DHT:  Dihydrotestosterone - a highly active form of testosterone, which influences many aspects of manly behavior, from sex drive to aggression. The conversion from testosterone to DHT is driven by an enzyme called 5-alpha reductase, which is produced in the prostate, various adrenal glands, and the scalp.

Estrogen:  One of the female sex hormones produced by the ovaries.

Hormones:  Chemical substances secreted by a variety of body organs that are carried by the bloodstream and usually influence cells some distance from the source of production.
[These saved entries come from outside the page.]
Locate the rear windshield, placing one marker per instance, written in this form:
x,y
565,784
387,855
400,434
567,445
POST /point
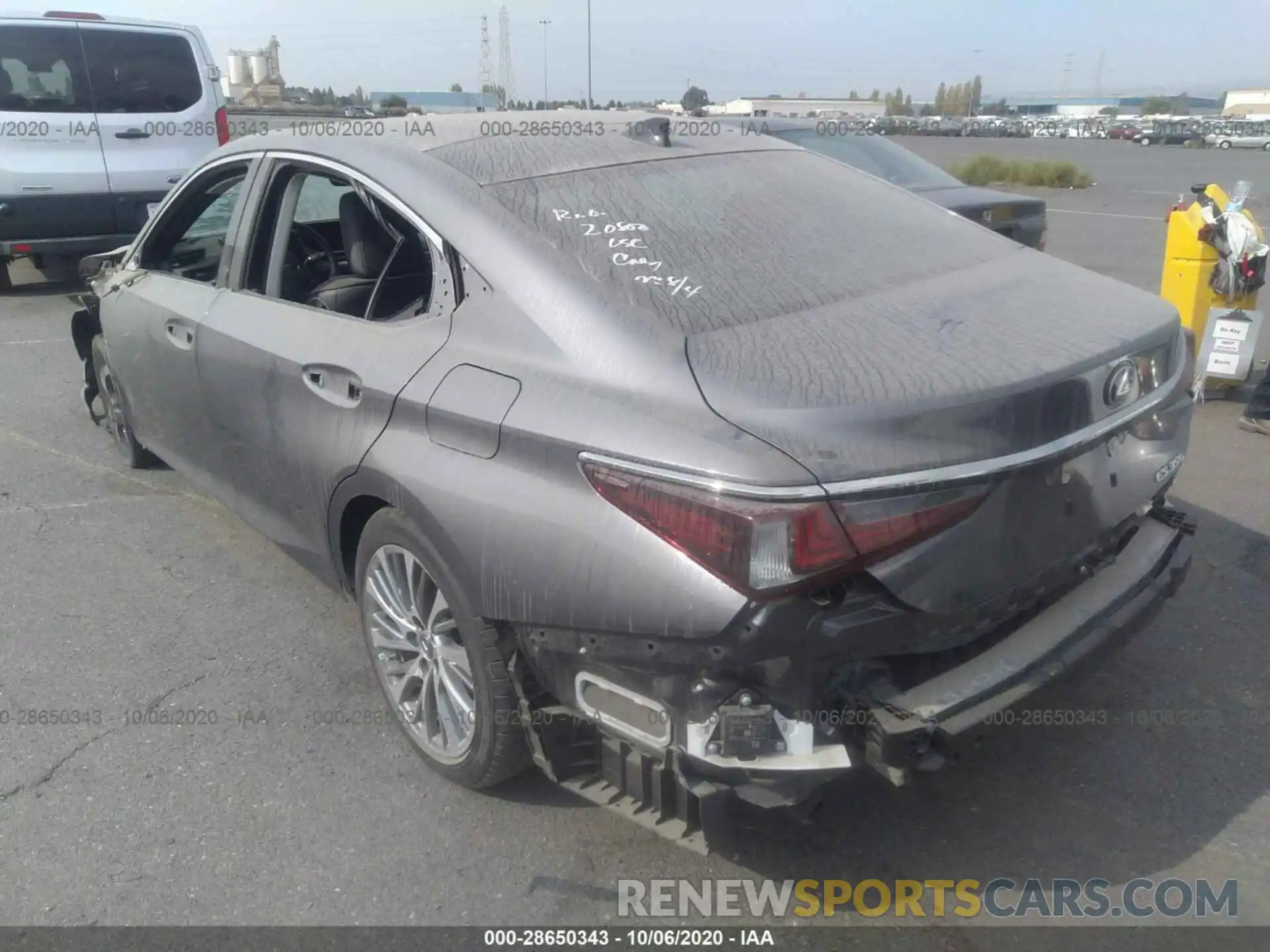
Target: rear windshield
x,y
874,155
42,70
142,73
720,240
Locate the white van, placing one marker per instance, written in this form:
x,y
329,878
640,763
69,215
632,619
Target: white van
x,y
99,117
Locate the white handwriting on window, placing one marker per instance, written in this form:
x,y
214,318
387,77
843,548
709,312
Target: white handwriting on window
x,y
611,227
671,282
563,214
621,258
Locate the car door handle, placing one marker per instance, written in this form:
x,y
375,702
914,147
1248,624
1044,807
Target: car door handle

Hormones signal certain enzymes to perform their functions and, in this way, regulate such body functions as blood sugar levels, insulin levels, the menstrual cycle, and growth. These can be prescription, over-the-counter, synthetic or natural agents. Examples include adrenal hormones such as corticosteroids and aldosterone; glucagon, growth hormone, insulin, testosterone, estrogens, progestins, progesterone, DHEA, melatonin, and thyroid hormones such as thyroxine and calcitonin.

Idiopathic:  Arising spontaneously or from an obscure or unknown cause.

Serum:  The cell-free fluid of the bloodstream. It appears in a test tube after the blood clots and is often used in expressions relating to the levels of certain compounds in the blood stream.

Testosterone:  The principal male sex hormone that induces and maintains the changes that take place in males at puberty. In men, the testicles continue to produce testosterone throughout life, though there is some decline with age. A naturally occurring androgenic hormone.